Además, en los areitos o bailes participaban igualmente hombres y
mujeres; ellas, “asidas de las manos, e otras, de los brazos, e los
hombres en torno de ellas, más afuera”. Terminada la danza y los
sacrificios rituales de algunos de los bailarines, “todas las mujeres
dan una grita muy grande y se van huyendo al monte [...] contra la
voluntad de sus maridos e parientes, de donde las toman a unas con
ruegos, e a otras con promesas e dádivas, e a otras que han menester más
duro freno, a palos o atándolas por algún día [...]; e a la que más
lejos toman, aquélla es más alabada e tenida en más”.
Bien
podría interpretarse con Lévi-Strauss que esta algazara o “guirigay” en
todas las latitudes es signo y complot de una ruptura del orden,
ruptura entendida como matrimonios desavenidos, eclipses, sacrificios,
guerras, motines, etcétera. De acuerdo con esto se podría descifrar la
gritería y huida de las mujeres como una protesta contra el régimen
patriarcal que imponía guerras y horrendos sacrificios humanos.

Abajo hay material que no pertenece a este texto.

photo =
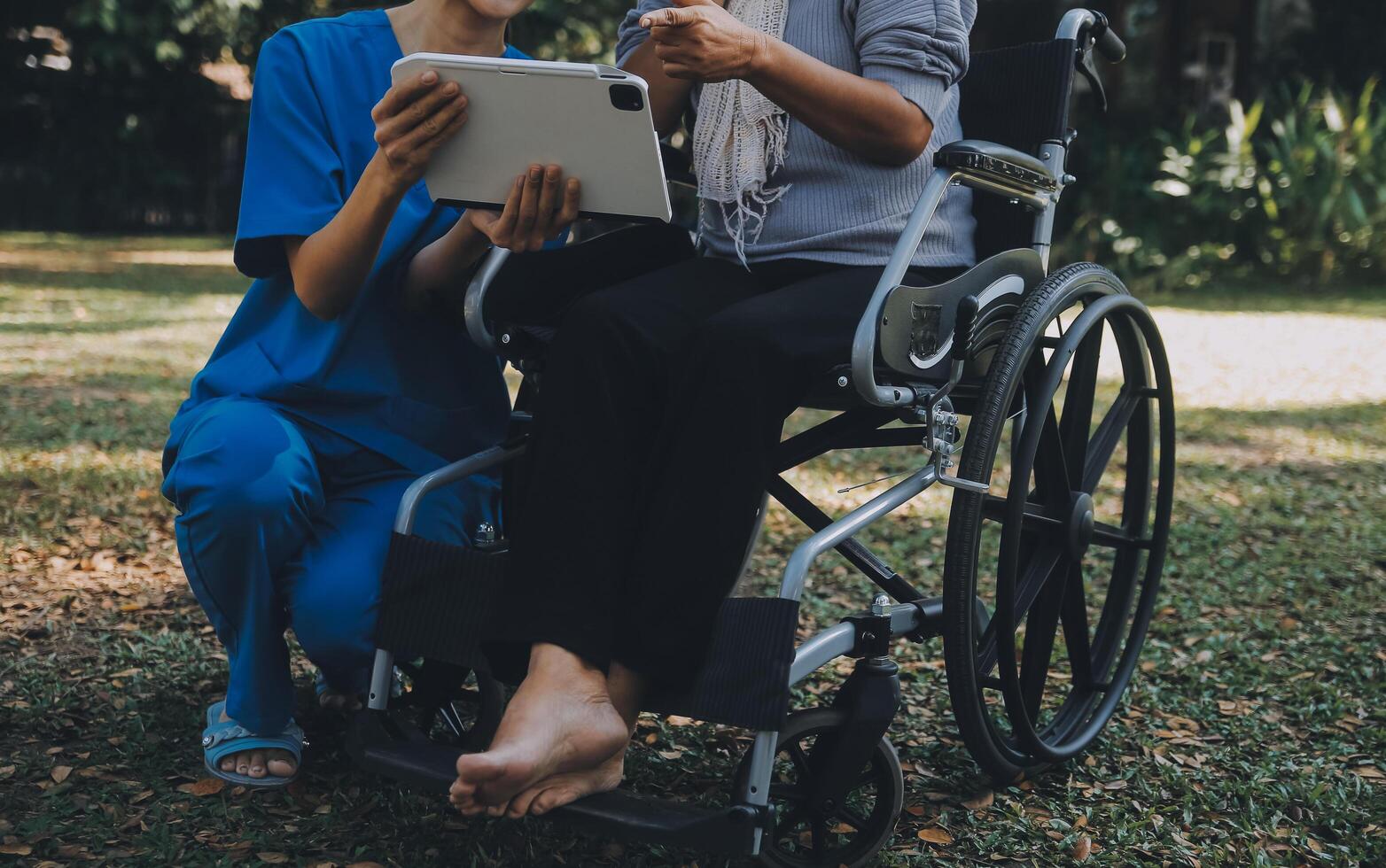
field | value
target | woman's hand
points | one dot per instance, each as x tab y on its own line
702	42
413	120
540	206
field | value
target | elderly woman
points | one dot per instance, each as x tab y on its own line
664	393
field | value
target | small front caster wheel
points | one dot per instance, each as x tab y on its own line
810	835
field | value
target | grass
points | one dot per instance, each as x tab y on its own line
1253	734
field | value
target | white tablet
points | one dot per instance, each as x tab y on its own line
591	120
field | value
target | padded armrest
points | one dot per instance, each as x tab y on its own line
997	162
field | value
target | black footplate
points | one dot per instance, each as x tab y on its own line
385	745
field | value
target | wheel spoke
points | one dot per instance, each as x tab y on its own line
820	831
1051	467
1108	437
853	818
1041	626
1078	403
1110	536
1039	572
1076	627
1034	516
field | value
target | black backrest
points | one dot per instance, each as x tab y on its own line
1017	97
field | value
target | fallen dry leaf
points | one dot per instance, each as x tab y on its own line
1081	848
936	836
206	787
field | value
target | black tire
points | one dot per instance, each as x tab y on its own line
1056	469
869	813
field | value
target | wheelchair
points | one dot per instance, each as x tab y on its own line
1055	540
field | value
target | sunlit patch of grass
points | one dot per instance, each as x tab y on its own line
1249	737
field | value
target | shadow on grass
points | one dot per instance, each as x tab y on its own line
129	277
1349	300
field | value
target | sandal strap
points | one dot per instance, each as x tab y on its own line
230	737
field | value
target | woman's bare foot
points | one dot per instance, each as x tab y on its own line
260	763
559	722
569	787
626	688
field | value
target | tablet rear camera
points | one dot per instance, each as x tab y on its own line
627	97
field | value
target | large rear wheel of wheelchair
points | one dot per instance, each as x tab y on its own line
1074	432
826	836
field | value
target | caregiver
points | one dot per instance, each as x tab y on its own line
337	383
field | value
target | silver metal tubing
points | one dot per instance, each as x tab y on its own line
791	587
821	649
476	299
837	641
461	469
380	674
864	342
1034	201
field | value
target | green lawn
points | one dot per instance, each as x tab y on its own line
1252	735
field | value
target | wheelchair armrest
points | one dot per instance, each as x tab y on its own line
474	300
1001	169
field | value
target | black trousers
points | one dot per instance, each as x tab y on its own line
663	395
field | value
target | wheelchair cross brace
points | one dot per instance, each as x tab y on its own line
397	749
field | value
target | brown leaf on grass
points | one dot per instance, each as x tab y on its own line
936	836
1081	848
206	787
980	802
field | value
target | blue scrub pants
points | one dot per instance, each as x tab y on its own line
284	523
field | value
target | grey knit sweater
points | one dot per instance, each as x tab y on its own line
842	208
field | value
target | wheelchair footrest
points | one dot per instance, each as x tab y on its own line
385	745
435	598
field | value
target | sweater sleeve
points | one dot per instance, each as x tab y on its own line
916	46
631	35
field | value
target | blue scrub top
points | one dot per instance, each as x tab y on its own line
407	385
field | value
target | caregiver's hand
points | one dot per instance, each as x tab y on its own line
541	205
413	120
700	41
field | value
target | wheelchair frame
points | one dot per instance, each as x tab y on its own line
739	830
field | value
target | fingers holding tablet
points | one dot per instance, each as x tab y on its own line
541	205
413	120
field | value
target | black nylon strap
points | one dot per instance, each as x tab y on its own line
435	598
744	681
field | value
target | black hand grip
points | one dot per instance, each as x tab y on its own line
962	327
1110	46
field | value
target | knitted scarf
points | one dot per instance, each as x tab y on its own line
740	139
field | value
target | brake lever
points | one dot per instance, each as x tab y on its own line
1088	68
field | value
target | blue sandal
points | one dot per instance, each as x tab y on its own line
225	737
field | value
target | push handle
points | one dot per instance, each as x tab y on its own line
962	327
1108	43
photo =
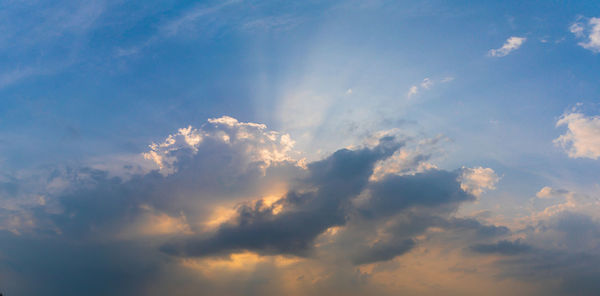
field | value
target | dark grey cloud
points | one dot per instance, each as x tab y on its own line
331	182
82	235
503	247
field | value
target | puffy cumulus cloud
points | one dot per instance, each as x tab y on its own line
261	145
549	192
587	29
236	214
512	43
426	84
477	180
582	138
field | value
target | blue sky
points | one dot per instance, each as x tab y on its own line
499	97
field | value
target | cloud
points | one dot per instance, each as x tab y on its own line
512	43
549	192
236	213
413	90
589	32
427	83
477	180
582	138
503	247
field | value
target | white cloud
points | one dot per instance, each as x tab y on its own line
477	180
260	144
590	32
582	138
513	43
425	84
413	90
549	192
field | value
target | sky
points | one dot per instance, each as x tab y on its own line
299	147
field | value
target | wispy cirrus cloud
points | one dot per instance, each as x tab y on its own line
587	29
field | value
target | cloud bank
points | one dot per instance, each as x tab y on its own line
232	208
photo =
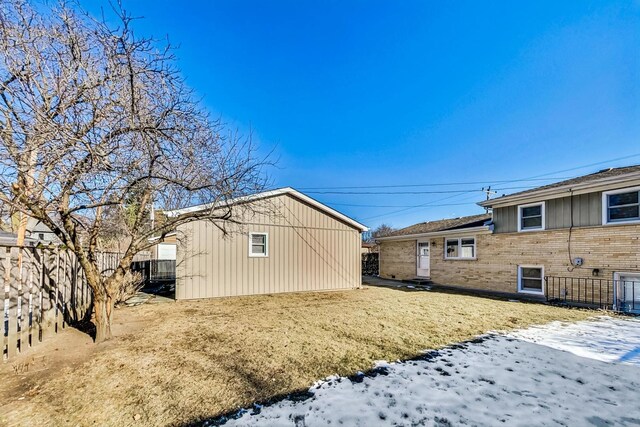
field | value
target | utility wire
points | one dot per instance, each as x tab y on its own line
434	184
416	192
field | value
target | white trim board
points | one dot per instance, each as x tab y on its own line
520	290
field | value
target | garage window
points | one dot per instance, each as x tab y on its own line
258	244
531	279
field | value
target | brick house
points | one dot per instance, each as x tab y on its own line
560	240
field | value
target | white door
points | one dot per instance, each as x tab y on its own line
423	262
627	292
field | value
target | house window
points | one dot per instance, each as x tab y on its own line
258	244
460	248
530	279
531	217
621	206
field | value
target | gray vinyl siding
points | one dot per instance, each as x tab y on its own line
587	211
308	250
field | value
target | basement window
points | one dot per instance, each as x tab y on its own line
531	217
460	248
258	244
530	279
621	206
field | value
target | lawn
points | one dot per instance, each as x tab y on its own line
180	362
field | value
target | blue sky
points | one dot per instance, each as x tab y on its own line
369	93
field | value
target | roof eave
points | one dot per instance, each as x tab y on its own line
481	228
557	192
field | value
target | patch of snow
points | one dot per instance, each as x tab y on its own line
605	338
494	380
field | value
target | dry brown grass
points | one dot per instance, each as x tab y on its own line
198	359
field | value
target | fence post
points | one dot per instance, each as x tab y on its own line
6	340
12	322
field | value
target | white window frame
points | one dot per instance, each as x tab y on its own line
542	213
526	291
459	239
605	206
266	245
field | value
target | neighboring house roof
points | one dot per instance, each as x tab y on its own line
272	193
598	181
442	226
10	239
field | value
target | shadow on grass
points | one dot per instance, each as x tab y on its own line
302	395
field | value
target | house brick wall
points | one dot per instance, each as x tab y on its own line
607	248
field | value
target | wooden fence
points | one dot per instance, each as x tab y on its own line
45	290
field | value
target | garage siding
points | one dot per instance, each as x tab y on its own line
307	250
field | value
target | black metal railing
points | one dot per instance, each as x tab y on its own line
619	295
370	264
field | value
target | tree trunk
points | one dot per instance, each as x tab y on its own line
102	308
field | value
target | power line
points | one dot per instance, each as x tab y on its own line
428	204
394	206
485	182
355	187
461	191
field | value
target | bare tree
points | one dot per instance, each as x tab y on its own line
96	125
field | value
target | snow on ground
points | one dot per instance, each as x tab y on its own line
495	380
606	339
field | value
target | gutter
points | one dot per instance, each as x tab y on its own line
457	231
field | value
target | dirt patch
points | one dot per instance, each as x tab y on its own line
177	363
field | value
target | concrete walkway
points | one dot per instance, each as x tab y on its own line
410	286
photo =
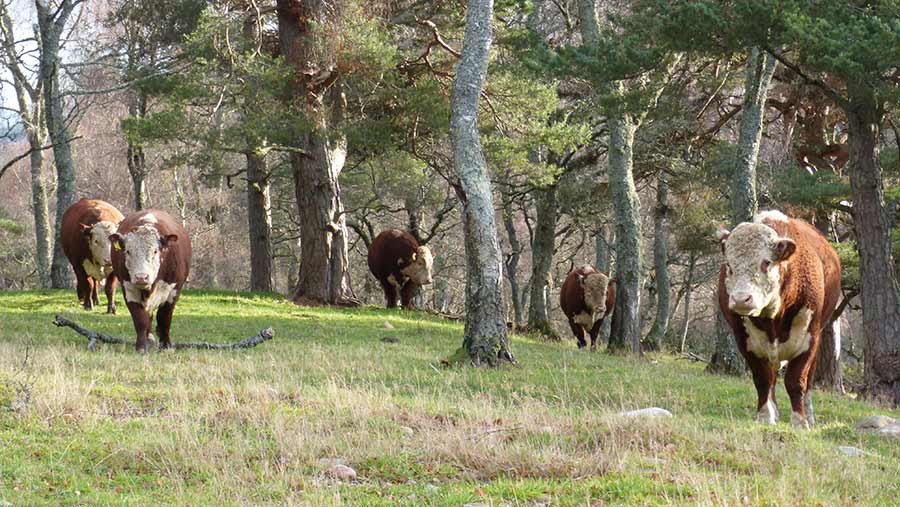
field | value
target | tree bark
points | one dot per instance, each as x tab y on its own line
485	340
324	277
259	217
661	264
760	68
51	24
626	318
542	262
880	293
603	262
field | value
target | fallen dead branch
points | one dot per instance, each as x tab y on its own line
94	337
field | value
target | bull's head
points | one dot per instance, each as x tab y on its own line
143	249
594	286
755	258
418	266
97	236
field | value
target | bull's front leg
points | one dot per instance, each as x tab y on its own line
797	380
112	281
141	320
764	377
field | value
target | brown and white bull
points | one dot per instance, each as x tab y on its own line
84	236
152	255
778	288
587	297
400	265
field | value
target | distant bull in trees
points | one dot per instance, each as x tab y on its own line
587	298
778	288
400	265
84	236
152	255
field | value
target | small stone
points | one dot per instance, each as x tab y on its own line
647	412
329	462
848	450
342	472
880	425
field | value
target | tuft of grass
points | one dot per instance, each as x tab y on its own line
252	427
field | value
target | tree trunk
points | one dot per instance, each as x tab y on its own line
661	264
880	294
485	340
137	162
760	67
259	217
603	260
542	262
688	293
51	24
41	210
324	276
626	319
511	266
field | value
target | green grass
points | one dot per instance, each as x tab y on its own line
249	427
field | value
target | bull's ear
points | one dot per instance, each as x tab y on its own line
784	248
116	241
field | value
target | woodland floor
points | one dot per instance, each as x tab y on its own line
251	427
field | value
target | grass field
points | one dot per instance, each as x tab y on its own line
252	427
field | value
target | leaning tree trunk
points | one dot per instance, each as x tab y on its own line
760	67
626	319
603	262
485	340
259	219
661	264
542	262
324	277
50	27
880	293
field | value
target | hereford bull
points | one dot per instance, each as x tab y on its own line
152	255
84	236
400	265
587	298
778	288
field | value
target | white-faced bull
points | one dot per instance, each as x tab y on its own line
152	255
84	236
778	288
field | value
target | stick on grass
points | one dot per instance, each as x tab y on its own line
94	337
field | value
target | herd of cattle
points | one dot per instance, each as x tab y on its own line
778	286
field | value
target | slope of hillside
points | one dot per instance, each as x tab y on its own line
262	426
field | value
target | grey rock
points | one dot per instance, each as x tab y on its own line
647	412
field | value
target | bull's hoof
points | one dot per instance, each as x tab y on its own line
798	421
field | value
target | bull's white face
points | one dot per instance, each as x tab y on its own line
419	269
754	262
143	248
98	242
594	286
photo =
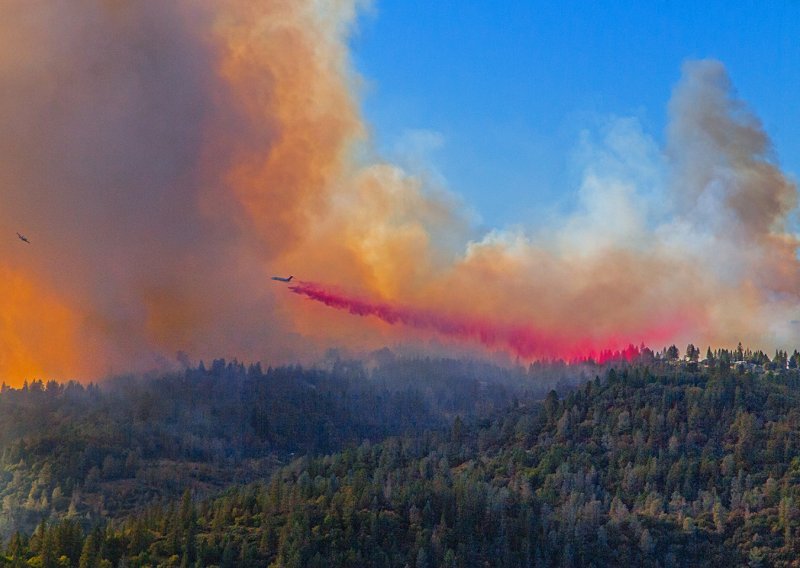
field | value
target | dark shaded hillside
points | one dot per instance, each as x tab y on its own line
99	452
682	468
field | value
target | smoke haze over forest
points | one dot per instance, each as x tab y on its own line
167	158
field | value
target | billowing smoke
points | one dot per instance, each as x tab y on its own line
166	158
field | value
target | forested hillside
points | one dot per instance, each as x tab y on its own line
100	452
670	467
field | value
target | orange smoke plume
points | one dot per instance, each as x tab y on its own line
167	157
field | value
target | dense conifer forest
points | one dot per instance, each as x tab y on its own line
94	453
662	461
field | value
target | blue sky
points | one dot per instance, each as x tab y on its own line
499	92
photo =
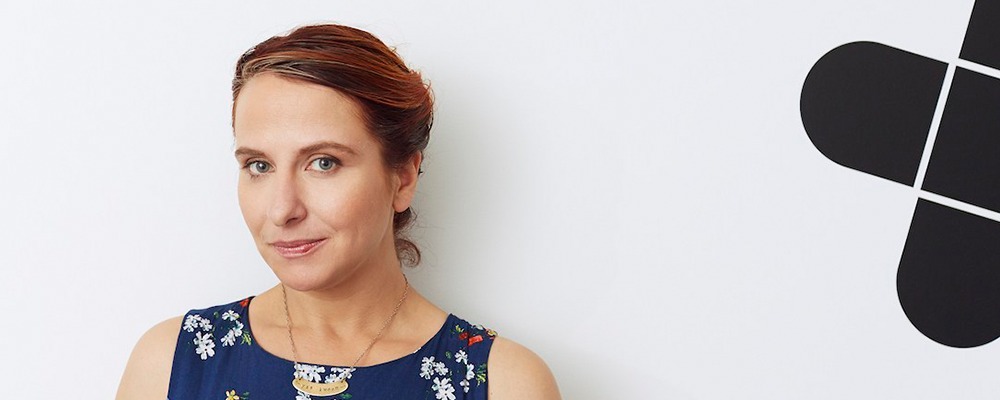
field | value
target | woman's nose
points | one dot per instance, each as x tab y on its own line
286	203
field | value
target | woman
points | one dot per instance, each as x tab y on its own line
330	128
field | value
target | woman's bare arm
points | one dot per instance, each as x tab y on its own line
147	373
515	372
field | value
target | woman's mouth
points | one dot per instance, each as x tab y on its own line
301	250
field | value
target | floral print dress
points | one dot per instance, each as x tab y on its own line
217	358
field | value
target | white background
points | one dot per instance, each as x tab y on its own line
625	188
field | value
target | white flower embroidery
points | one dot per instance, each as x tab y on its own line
470	372
425	367
440	369
206	347
462	356
310	373
230	316
444	389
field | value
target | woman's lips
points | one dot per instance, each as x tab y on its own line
298	251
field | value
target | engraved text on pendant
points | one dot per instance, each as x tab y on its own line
319	389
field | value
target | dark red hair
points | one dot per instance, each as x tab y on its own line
397	106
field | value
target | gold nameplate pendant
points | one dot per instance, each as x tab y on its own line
319	389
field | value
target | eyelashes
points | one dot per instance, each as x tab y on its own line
333	161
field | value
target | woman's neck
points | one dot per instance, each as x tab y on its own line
358	305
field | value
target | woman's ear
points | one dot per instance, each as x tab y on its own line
407	178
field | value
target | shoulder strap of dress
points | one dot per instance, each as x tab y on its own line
474	342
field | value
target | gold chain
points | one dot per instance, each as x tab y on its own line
288	324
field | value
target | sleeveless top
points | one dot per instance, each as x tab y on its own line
217	357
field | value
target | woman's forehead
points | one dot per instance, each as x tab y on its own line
287	115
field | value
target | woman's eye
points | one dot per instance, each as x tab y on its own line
325	163
263	165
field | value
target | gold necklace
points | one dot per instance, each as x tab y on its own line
340	384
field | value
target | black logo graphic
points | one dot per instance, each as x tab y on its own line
869	107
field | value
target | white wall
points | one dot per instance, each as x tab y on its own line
626	188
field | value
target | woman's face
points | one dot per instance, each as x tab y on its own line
311	170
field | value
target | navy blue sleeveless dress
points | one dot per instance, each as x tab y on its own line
217	358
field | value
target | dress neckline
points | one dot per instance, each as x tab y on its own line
256	346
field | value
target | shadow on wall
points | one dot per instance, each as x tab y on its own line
870	107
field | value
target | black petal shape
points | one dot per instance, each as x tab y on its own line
868	106
948	280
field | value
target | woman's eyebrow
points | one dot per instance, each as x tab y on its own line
308	149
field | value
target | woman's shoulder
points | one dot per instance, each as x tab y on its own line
517	372
147	372
514	370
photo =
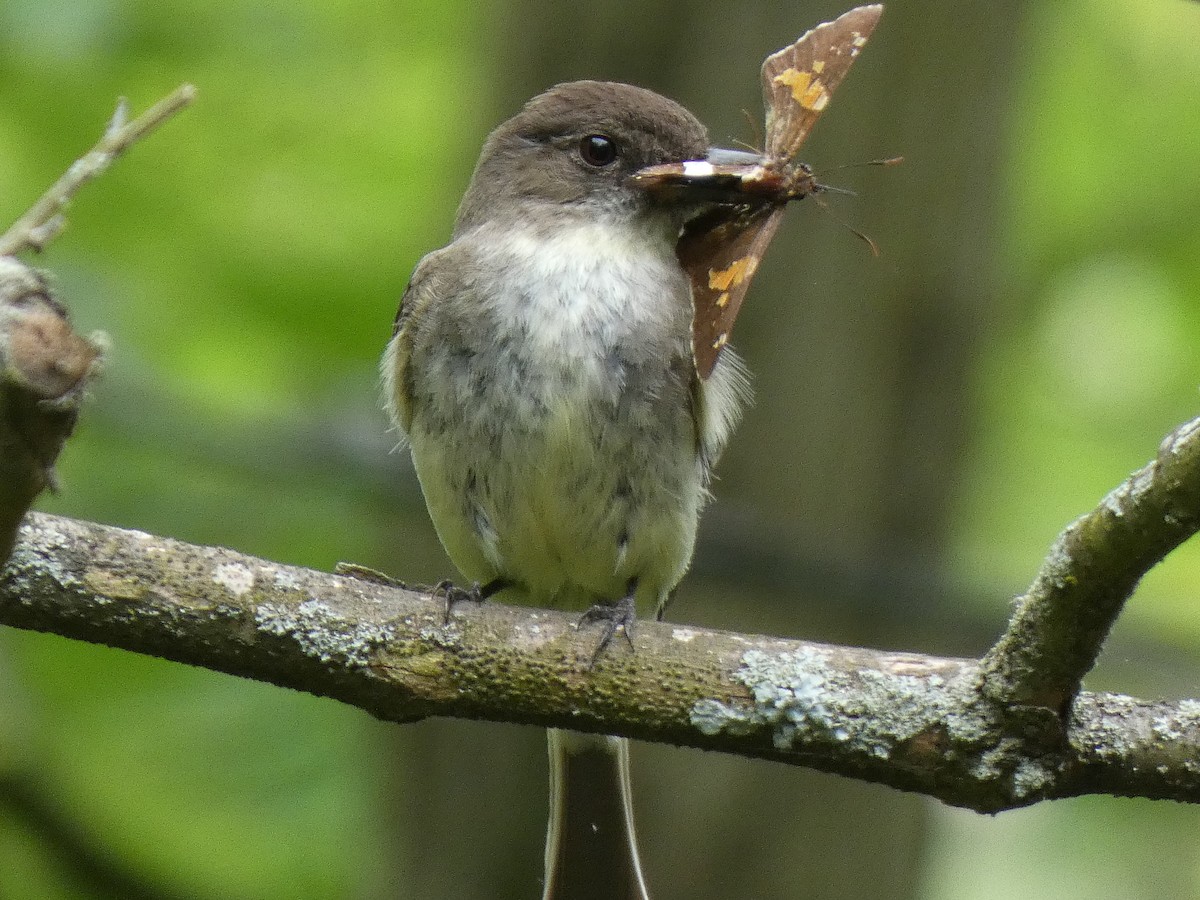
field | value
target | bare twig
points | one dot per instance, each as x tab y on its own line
45	369
45	220
915	723
1060	624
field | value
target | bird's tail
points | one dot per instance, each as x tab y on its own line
591	845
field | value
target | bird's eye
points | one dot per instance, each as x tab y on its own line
598	150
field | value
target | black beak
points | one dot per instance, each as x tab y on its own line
721	177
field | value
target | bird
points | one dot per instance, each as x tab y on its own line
543	373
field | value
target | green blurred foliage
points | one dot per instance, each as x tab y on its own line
246	263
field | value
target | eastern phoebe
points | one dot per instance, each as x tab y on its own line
543	372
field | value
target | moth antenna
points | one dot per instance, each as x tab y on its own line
889	161
867	239
862	235
757	132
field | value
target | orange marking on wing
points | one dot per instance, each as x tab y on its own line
815	97
735	274
795	79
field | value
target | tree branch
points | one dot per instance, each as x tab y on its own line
1095	565
46	367
958	730
45	220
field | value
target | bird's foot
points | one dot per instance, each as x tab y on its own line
616	617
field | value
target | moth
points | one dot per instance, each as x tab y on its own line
721	250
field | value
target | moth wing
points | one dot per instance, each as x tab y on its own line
720	253
798	82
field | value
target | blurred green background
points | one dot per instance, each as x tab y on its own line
925	423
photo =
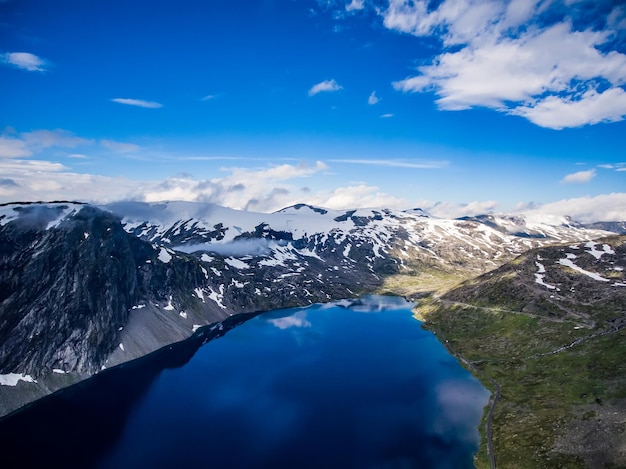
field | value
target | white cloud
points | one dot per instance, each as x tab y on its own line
605	207
325	86
579	177
27	143
25	61
137	102
119	147
47	180
359	196
591	108
11	147
296	320
373	99
355	5
263	190
504	58
40	139
395	163
456	210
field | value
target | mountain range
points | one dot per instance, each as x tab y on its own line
84	288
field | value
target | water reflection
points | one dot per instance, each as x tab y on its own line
323	386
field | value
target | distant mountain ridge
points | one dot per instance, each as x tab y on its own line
85	287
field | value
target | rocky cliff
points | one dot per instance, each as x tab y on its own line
84	288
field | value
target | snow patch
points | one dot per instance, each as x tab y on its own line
606	249
169	306
571	265
164	256
236	263
206	258
199	293
11	379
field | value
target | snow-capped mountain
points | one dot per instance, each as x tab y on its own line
84	288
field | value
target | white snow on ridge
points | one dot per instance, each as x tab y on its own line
539	276
236	263
571	265
606	249
12	379
164	256
169	306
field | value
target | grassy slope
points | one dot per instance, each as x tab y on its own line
564	409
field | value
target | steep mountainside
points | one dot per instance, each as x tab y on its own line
546	332
82	287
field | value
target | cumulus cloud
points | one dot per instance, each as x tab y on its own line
296	320
605	207
40	139
534	59
579	177
137	102
25	61
360	196
262	190
47	180
325	86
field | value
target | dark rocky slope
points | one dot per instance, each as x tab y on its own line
548	327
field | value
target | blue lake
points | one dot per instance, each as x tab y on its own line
354	384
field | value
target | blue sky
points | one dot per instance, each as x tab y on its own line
458	106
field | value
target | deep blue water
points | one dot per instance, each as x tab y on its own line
359	385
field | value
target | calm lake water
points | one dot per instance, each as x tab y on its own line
354	384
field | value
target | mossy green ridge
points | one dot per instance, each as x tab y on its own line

A lo anterior hay que agregar que entre los chorotegas la
prostitución era un respetable oficio que practicaban algunas mujeres
al precio de diez granos de cacao por sesión; este “dinero” estaba
destinado a acumular una enjundiosa dote que atrajera a los mejores
pretendientes; lo interesante es que era la joven la que escogía a su
futuro marido, y no sus padres, como era costumbre entre los aztecas.
Una vez casadas, en general las mujeres chorotegas no querían tener
hijos para no estropear su belleza. Contrariamente a la costumbre de los
aztecas, el aborto era muy corriente entre los chorotegas, siempre que
lo aprobara el marido
Vale mencionar que el prostíbulo de las comunidades chorotegas se hallaba en el mercado o tianguez,
y éste era administrado y atendido sólo por las mujeres, quienes
vendían “esclavos, oro, mantas, maíz, pescado, conejo e caza de muchas
aves, e todo lo demás”. A ningún hombre de la comunidad se le permitía
la entrada, excepto a los mancebos que no habían conocido mujer, a los
hombres de otros pueblos y a forasteros aliados.
Puesto que las mujeres chorotegas se cuidaban del trueque y trato de
las mercancías, los hombres debían proveer los productos de su quehacer
cotidiano, a saber, labranza, caza o pesca; pero antes que el marido
saliera a cumplir con esas actividades, tenía que dejar barrida la casa y
encendido el fuego. Dicha obligación asignada a los varones, bien
podría interpretarse como una manifestación más propia del sistema
matriarcal transgresor del patriarcado que tradicionalmente asigna esas
tareas a las mujeres. Por todo lo anterior, los nicaraos,
haciendo alarde de que eran “muy señores de sus mujeres” a las que
mandaban y tenían sujetas a su voluntad, les echaban en cara a los
chorotegas, sus vecinos, feroces y valientes guerreros, recriminándoles
ser “mandados e subjetos a la voluntad e querer de sus mujeres”.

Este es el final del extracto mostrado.